In Jim Collins’ book How the Mighty Fall, Collins gives the five steps that most companies go through on their way from success to failure. The second stage is the “undisciplined pursuit of more”.
This is the stage of decline where the company becomes successful and starts to believe that anything they do will turn to gold. No idea is a bad one! Expand, expand, expand! These companies spread themselves too thin across too many (unproven) ideas, while not tending to the thing that brought them their initial success. They effectively kill the Golden Goose.
Ideas are hard. They’re easy to generate, but hard to filter and even harder to finish.
I try to swing for the “sweet spot” in the idea distillation process:
- Capture every idea
- Mercilessly pare the list down
This is incredibly hard to do, and takes practice. Mostly, because ideas are sneaky.

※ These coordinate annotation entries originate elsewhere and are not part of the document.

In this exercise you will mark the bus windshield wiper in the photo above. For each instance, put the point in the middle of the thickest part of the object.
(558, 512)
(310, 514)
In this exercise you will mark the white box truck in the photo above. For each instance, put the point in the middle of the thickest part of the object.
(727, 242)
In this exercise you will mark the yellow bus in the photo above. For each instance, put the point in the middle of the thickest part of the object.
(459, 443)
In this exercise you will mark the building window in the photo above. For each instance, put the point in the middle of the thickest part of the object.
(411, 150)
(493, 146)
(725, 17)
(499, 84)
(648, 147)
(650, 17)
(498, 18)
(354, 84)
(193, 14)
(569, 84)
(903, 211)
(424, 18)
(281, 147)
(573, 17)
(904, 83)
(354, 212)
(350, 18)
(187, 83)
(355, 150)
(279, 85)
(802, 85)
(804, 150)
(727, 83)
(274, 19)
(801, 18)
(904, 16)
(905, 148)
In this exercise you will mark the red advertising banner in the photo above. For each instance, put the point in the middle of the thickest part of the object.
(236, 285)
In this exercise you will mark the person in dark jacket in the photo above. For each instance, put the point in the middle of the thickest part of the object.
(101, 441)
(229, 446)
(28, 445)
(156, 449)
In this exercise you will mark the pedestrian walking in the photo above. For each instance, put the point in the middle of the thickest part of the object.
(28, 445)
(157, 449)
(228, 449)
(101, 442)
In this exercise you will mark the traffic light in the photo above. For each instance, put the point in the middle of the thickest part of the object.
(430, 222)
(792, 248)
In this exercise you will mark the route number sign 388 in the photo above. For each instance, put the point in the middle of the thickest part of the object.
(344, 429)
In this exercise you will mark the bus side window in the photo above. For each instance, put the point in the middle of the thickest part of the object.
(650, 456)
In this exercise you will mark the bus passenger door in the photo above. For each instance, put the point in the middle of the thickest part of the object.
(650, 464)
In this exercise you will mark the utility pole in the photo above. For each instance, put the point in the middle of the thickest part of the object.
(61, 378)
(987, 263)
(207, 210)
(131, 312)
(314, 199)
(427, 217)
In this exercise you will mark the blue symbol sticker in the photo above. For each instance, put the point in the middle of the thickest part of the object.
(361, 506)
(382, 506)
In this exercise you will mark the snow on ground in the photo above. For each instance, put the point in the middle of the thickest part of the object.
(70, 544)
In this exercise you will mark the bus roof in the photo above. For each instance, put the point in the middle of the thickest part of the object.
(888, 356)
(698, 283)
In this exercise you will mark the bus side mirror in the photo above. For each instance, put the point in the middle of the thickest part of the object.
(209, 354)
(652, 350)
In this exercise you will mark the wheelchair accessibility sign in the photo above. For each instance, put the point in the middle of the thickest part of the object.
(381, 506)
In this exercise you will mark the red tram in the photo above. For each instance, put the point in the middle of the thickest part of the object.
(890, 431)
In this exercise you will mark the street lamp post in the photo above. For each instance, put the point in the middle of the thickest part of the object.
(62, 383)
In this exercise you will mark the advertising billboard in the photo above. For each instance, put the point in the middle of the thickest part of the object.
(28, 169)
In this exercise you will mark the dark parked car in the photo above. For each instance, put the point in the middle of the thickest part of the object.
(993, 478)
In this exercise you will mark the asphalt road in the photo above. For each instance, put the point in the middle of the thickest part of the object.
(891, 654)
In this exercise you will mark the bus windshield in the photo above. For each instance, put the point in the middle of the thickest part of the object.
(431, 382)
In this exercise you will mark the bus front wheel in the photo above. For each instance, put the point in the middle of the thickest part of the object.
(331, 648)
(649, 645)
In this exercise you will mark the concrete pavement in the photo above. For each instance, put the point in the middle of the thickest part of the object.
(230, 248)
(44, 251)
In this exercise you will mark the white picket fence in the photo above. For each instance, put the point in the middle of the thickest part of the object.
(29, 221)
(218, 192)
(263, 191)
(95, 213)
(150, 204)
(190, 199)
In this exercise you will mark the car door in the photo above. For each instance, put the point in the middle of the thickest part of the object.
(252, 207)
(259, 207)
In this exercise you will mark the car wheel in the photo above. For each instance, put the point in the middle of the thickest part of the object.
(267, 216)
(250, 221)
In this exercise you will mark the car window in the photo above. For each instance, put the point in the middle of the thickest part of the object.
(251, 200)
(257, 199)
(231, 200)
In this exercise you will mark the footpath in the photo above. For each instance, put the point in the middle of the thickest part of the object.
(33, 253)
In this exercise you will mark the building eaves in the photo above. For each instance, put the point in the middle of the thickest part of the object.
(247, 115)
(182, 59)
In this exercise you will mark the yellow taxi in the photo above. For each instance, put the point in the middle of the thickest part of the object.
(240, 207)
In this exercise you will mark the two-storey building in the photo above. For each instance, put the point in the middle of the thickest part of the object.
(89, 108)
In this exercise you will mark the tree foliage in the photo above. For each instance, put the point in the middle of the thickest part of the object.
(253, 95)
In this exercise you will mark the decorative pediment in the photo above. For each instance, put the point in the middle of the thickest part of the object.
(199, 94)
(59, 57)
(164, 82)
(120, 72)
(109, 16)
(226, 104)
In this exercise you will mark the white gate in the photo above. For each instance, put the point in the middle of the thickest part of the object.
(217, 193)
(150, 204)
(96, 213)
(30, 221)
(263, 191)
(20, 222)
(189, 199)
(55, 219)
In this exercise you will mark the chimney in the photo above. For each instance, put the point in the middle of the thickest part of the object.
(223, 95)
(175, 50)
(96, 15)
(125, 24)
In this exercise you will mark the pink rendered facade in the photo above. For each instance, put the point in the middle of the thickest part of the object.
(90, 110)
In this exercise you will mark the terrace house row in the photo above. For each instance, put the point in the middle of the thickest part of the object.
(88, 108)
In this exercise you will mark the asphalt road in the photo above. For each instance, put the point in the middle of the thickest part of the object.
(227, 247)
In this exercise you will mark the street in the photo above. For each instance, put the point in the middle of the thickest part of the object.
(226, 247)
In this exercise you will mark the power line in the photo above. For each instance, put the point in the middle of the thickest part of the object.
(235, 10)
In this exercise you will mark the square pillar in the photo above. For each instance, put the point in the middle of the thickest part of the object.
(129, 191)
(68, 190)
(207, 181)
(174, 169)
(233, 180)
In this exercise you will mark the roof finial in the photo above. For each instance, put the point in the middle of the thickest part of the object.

Most ideas start out innocently enough: They look “really easy” or “won’t take much time”. The worst is when a really good idea is deemed “a gold mine!”.
(Have you ever noticed how people never talk about the process of building gold mines? You need transportation, lots of manpower, financial backing, workers, managers, oh, and copious amounts of dynamite. And that’s just breaking ground. It’s not easy.)
Nobody wants to admit that finding the gold is often the easiest part.
Scott Belsky, (the guy who knows how to make ideas happen), believes that having too many ideas is detrimental. In fact, his team only spends 1% of their time generating new ideas. An intern at Behance was saddened to discover that her time there probably wouldn’t be spent generating new ideas at all.
- “Our eager intern was clearly disappointed when she realized that we spend less than 1% of our time generating ideas. As our founder explained to her mid-way through her time in the office, ‘if anything, we have a surplus of ideas. Excess ideas are our greatest cost. What we need is fewer ideas.’ In addition, our intern observed that the team essentially lives in ‘execution mode.’ Not much fun.”
This business of taking on too much and trying too many ideas is easily my Achilles heel. I’m guessing it’s many of yours too.
So how do you combat the idea generation addiction? Or do you? I think there are many ways to tackle this, and I’d love to hear your take.